We don’t have to take this notion of “language” literally. Art, for example, has its own language that doesn’t rely on words at all but its own set of aesthetic forms in order to show its meaning and essence. Nor do we have to take the notion of “performance” to be exactly that either. Rather, Oakeshott’s use of these words exemplifies a quality of his own philosophical inquiry. The events are linked by the series of “performances,” which function simultaneously as separate and inextricably connected modes of inquiry and being. In other words, a performance or utterance from the past (such as the letter fragment) functions purely on its own metaphysical level, divorced from its own view of the past, or the future. But the very creation of such an historical event that is contained within the letter fragment is “thrown into the world,” and inevitably its metaphysical presence becomes ours as well.

Historical Identity

The imposition of this artefact, thus, is not only physical but, naturally, metaphysical. Our identity begins to change because of the contact with the past. Oakeshott writes that “The idea of [historical] change is a holding together of two apparently opposed but in fact complementary ideas: that of alteration and that of sameness; that of difference and that of identity.” Again, we are somehow relating to the object and, because of this relation, we are witnessing some kind of change.

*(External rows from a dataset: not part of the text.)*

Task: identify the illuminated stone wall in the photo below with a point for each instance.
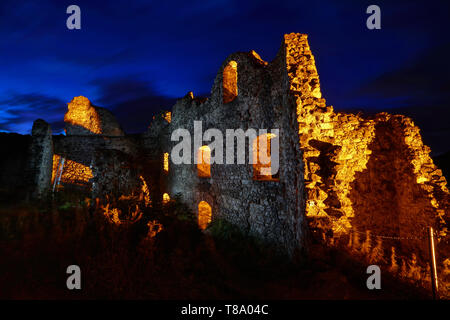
(82, 118)
(360, 172)
(270, 209)
(342, 173)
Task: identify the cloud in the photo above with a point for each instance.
(425, 78)
(19, 110)
(133, 101)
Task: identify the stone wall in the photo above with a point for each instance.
(343, 172)
(272, 210)
(41, 160)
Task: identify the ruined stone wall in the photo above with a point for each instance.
(97, 156)
(41, 160)
(370, 182)
(271, 210)
(354, 166)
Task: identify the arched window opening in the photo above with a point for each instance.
(204, 214)
(230, 82)
(166, 198)
(204, 162)
(166, 162)
(262, 162)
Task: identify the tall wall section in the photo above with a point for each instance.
(364, 174)
(272, 210)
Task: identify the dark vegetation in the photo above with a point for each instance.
(39, 241)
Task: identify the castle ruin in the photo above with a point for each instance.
(338, 172)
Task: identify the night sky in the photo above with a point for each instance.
(137, 57)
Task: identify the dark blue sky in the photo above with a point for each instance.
(137, 57)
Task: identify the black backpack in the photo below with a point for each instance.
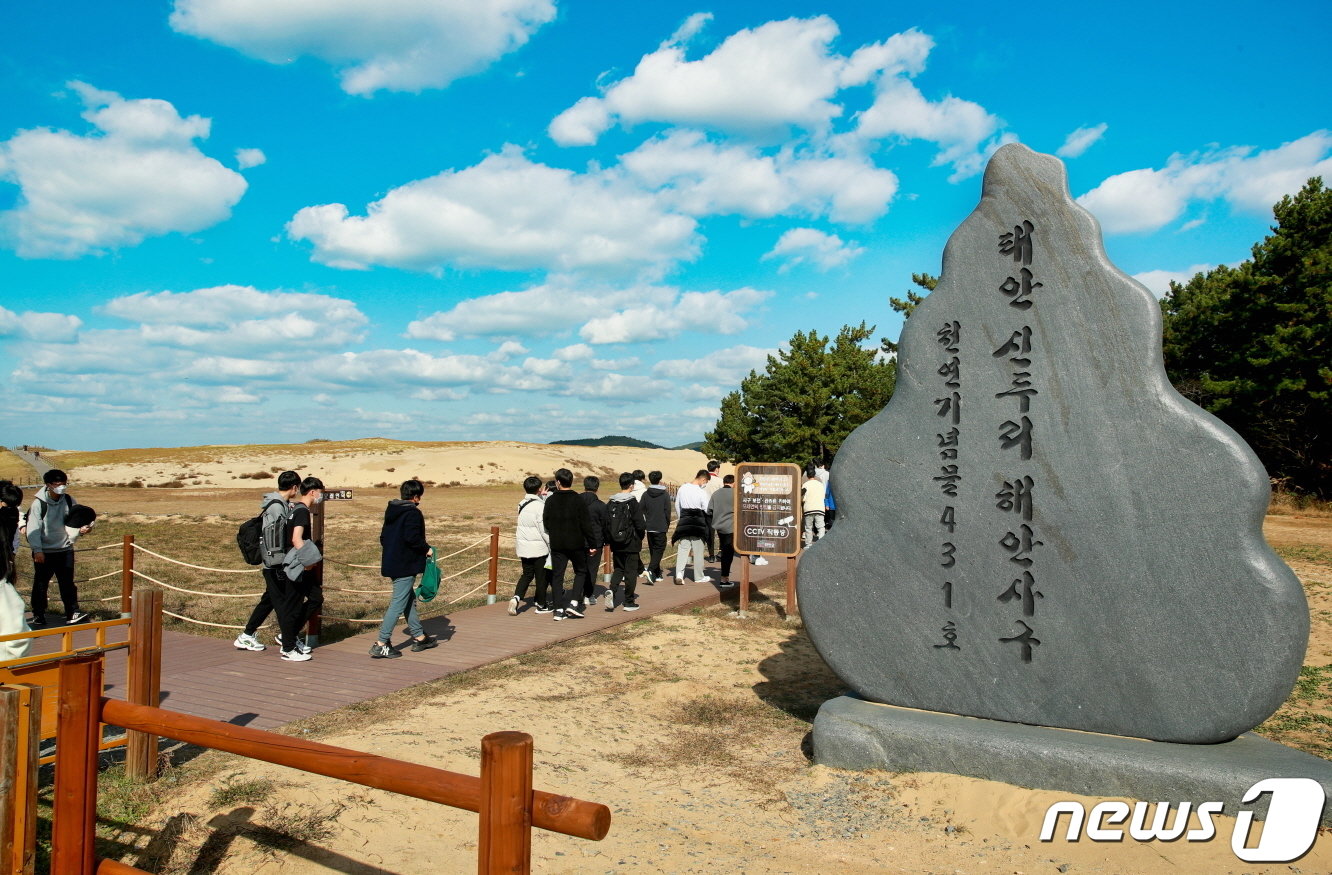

One of the most interesting aspects of Oakeshott’s analysis of historical change is his inclusion of teleology within historical inquiry. With only a few strokes of the proverbial pen, Oakeshott destroys the obsessive intentions of ideological historians, who are more interested in changing or reading a teleology into an historical event or circumstance than studying the conditions of it. “The notion that ‘the past’ constitutes a single teleological process, which a masterful historian may be expected to exhibit in its entirety…is absurd…Augustine, for example, could represent the history of the world from the Creation…to the coming of Christ as a unique passage of change in the teleological mode only because he had identified its initial condition and its end…” In other words, Augustine did not use one historical event and one historical identity to change the metaphysics of the event. There was a larger reality at play than Augustine’s philosophy, and this was the theological events of Christianity. Such events move beyond chronological time, and are characterized more by the notion of Kairos. Augustine, for example, understood the ontological meaning of “the coming of Christ,” and because of this, he emptied himself in order to be filled with Christ. Augustine’s approach to history wasn’t historical at all but, as Oakeshott indicates, if there was any teleology in Augustine’s case, it was exemplified in one statement: Soli Deo Gloria.

This appears to be the point at which we, presently, find ourselves. We are surrounded by a variety of incomprehensible languages, most definitely full of “sound and fury, signifying nothing.” The idea of historical enquiry is removed from our current expression of collective consciousness, which doesn’t seem to be conscious or aware of anything except for the present as represented by the fleeting news feeds. Oakeshott offers an antidote to ideology of time, and beckons us to enter into an encounter with history.